A hand reaches toward a house in front of a red backdrop | Illustration: Janceluch/Dreamstime/Midjourney

In May of this year, a federal judge ruled that Cook County, Illinois, is liable for constitutional violations when it seized people’s homes over property tax debts and left them with nothing. That scheme—sometimes referred to as home equity theft—sounds nightmarish. The reality is harsher, however, when you consider the U.S. Supreme Court unanimously ruled the practice unconstitutional nearly three years before this recent ruling.

Illinois Gov. J.B. Pritzker last week signed a bill into law that finally brings the state into the present. The legislation promises homeowners will receive the surplus proceeds when the government takes their home to satisfy a debt and paves the way for those with previous claims to receive compensation.

In May 2023, the high court said in Tyler v. Hennepin County that the government could not justify keeping the profit after seizing and selling an elderly Minneapolis woman’s condo to collect on a modest tax debt. The plaintiff, Geraldine Tyler, had relocated to a retirement community after various neighborhood incidents, including a shooting, left her feeling unsafe. But she struggled to pay both her new rent and the taxes on her property. A $2,300 tax debt became about $15,000 with penalties, interest, and fees—after which the government took possession of the home, sold it at auction, and kept the surplus.

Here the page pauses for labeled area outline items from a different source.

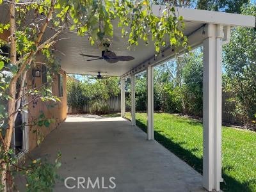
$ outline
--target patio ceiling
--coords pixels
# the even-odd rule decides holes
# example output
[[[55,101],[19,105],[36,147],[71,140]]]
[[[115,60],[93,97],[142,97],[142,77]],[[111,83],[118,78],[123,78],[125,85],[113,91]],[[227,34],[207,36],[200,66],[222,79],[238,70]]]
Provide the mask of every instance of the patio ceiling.
[[[154,5],[153,12],[159,15],[163,6]],[[182,15],[185,21],[184,34],[189,36],[189,44],[191,47],[195,47],[202,44],[204,36],[202,35],[202,26],[205,24],[221,24],[224,26],[243,26],[255,27],[255,18],[252,16],[245,16],[237,14],[230,14],[222,12],[203,11],[198,10],[189,10],[177,8],[177,13]],[[61,68],[69,74],[95,75],[97,72],[101,72],[106,75],[106,63],[108,76],[122,76],[127,72],[136,69],[138,72],[143,70],[145,65],[148,63],[150,58],[154,58],[156,54],[154,42],[150,42],[146,46],[142,41],[139,45],[127,49],[127,39],[121,36],[120,29],[117,28],[116,22],[113,22],[114,36],[111,40],[109,49],[116,55],[128,55],[134,58],[129,61],[118,61],[115,63],[106,63],[105,60],[95,60],[87,61],[90,59],[82,56],[80,54],[93,54],[101,56],[101,51],[97,45],[92,46],[86,36],[78,36],[76,33],[67,33],[62,35],[61,38],[68,38],[59,41],[57,44],[58,57],[60,59]],[[201,30],[201,31],[200,31]],[[196,32],[198,34],[196,34]],[[198,36],[198,34],[200,35]],[[166,48],[168,48],[168,45]],[[150,65],[159,63],[161,61],[172,56],[171,50],[166,50],[168,53],[154,61],[150,61]],[[138,66],[141,66],[140,67]],[[141,69],[140,69],[141,68]]]

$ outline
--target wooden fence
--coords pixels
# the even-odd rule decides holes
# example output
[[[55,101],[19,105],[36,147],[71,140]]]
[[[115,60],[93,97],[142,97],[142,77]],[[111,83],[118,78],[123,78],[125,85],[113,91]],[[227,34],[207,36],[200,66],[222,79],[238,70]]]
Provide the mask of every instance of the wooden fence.
[[[125,97],[129,97],[129,93],[125,93]],[[109,105],[110,111],[120,112],[121,111],[121,95],[110,97],[106,102]],[[90,113],[91,106],[90,104],[86,104],[81,113]],[[125,108],[129,111],[129,106],[126,104]],[[235,95],[231,93],[222,93],[222,120],[234,124],[241,124],[242,120],[234,115],[236,109]],[[79,113],[77,109],[67,107],[68,114]]]
[[[104,101],[103,100],[102,100]],[[107,101],[106,103],[108,104],[109,107],[109,109],[111,112],[114,111],[121,111],[121,95],[118,95],[116,96],[113,96],[110,97]],[[72,108],[71,106],[67,106],[67,113],[68,114],[77,114],[77,113],[90,113],[91,108],[91,104],[87,104],[84,105],[83,108],[83,110],[79,111],[79,110],[76,108]]]

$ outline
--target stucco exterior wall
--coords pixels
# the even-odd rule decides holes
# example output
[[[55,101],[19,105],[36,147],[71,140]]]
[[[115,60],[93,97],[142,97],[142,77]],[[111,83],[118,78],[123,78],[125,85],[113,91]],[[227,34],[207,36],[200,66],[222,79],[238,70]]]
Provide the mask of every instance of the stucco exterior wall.
[[[49,127],[43,125],[39,127],[38,125],[30,126],[29,132],[29,151],[33,149],[38,144],[38,141],[42,142],[42,140],[52,130],[56,129],[67,117],[67,94],[66,94],[66,74],[61,70],[60,72],[63,76],[63,97],[60,97],[61,102],[42,102],[38,100],[36,104],[33,103],[29,104],[28,106],[28,123],[29,125],[33,124],[33,122],[38,118],[38,116],[42,112],[44,113],[45,117],[54,120],[50,124]],[[27,83],[28,88],[31,88],[32,81],[31,73],[28,74]],[[55,96],[58,95],[58,78],[57,75],[53,77],[54,83],[52,86],[52,94]],[[40,86],[42,84],[42,78],[35,77],[35,84],[36,87]],[[31,99],[31,97],[29,97],[28,100]],[[49,105],[55,104],[54,107],[49,107]]]
[[[5,41],[8,40],[10,36],[10,31],[4,31],[3,33],[0,33],[0,39]],[[42,59],[38,56],[36,60],[42,61]],[[42,65],[41,65],[42,69]],[[32,77],[31,70],[27,72],[26,85],[27,89],[32,88]],[[28,136],[26,138],[28,140],[29,150],[31,150],[38,145],[38,141],[45,138],[52,130],[56,129],[67,117],[67,94],[66,94],[66,73],[60,70],[60,74],[63,76],[63,97],[60,97],[61,102],[56,102],[54,108],[49,108],[49,104],[52,104],[52,102],[42,102],[38,100],[36,104],[30,103],[28,106],[28,124],[29,126]],[[52,93],[55,96],[58,95],[58,78],[57,75],[53,77],[54,83],[52,84]],[[35,85],[40,87],[42,84],[42,78],[35,77]],[[31,100],[31,97],[28,98],[28,101]],[[50,124],[49,127],[45,126],[30,126],[33,124],[35,120],[37,119],[41,111],[42,111],[45,116],[54,120],[54,122]],[[36,129],[38,128],[38,129]]]

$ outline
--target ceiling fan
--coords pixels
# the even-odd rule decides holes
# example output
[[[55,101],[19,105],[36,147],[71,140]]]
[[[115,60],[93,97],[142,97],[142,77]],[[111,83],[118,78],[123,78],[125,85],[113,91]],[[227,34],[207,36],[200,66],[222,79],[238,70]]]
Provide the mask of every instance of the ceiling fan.
[[[94,60],[104,60],[108,63],[116,63],[120,61],[131,61],[134,59],[134,57],[130,56],[116,56],[116,54],[108,49],[104,50],[101,52],[101,56],[91,55],[91,54],[81,54],[81,56],[85,56],[89,58],[94,58],[95,59],[87,60],[89,61],[94,61]]]
[[[103,77],[101,74],[100,74],[100,72],[98,72],[98,75],[97,76],[97,77],[89,77],[89,79],[108,79],[109,78],[109,77]]]

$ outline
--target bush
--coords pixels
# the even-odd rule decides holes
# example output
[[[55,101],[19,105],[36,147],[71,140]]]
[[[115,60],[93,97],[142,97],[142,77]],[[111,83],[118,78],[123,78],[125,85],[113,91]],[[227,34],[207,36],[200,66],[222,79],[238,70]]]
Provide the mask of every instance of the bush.
[[[91,103],[90,113],[95,115],[108,114],[110,112],[109,104],[104,100],[95,100]]]

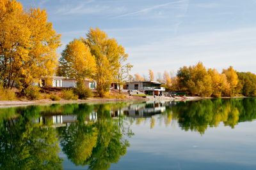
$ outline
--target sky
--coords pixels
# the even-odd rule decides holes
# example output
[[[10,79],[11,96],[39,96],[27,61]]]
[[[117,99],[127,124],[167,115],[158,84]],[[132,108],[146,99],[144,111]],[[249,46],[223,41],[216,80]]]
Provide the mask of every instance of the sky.
[[[46,10],[62,46],[99,27],[125,47],[131,74],[175,75],[201,61],[256,73],[256,0],[22,0]]]

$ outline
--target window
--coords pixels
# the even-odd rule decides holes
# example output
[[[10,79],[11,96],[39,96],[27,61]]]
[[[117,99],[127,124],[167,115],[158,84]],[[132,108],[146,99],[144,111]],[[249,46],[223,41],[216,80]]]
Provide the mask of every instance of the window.
[[[139,85],[138,84],[135,84],[134,85],[134,89],[135,90],[139,89]]]
[[[96,88],[96,83],[95,82],[90,82],[90,89],[95,89]]]

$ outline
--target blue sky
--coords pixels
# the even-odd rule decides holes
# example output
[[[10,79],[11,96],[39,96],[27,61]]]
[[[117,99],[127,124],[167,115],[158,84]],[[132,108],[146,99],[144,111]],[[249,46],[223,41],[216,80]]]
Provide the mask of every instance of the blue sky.
[[[20,1],[45,9],[63,46],[99,27],[116,39],[132,74],[155,74],[203,62],[256,73],[256,0]]]

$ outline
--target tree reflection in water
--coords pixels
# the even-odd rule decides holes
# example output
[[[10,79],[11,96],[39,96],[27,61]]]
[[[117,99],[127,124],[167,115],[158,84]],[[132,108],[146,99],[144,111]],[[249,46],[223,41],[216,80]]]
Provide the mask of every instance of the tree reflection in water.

“A taxpayer who loses her $40,000 house to the State to fulfill a $15,000 tax debt has made a far greater contribution to the public fisc than she owed,” wrote Chief Justice John Roberts for the Court. “The taxpayer must render unto Caesar what is Caesar’s, but no more.” The ruling was grounded in the Takings Clause of the Fifth Amendment, which promises “just compensation” when private property is taken for public use.

Yet Illinois was an example of how a state could cynically keep home equity theft on life support. Local governments there would sell tax liens to private investors. After a redemption period, if the debtor could satisfy what is owed—including steep interest and fees—then the investor would petition for the deed to the home, having effectively purchased the property for the value of the debt. With limited exceptions, the former owner was then left with nothing.

“Thousands of Illinois homeowners have lost an average of 85 percent of their equity due to unconstitutional property tax forfeiture laws — over unpaid tax bills that amounted to a fraction of their property’s value — together exceeding $303 million,” said Kileen Lindgren of the Pacific Legal Foundation, which represented Tyler, in a statement. “This new law recognizes that the government is entitled to collect what it is owed, and not a dollar more.”

The post Illinois Will Finally Stop Stripping People of Their Home Equity—3 Years After the Supreme Court Outlawed It appeared first on Reason.com.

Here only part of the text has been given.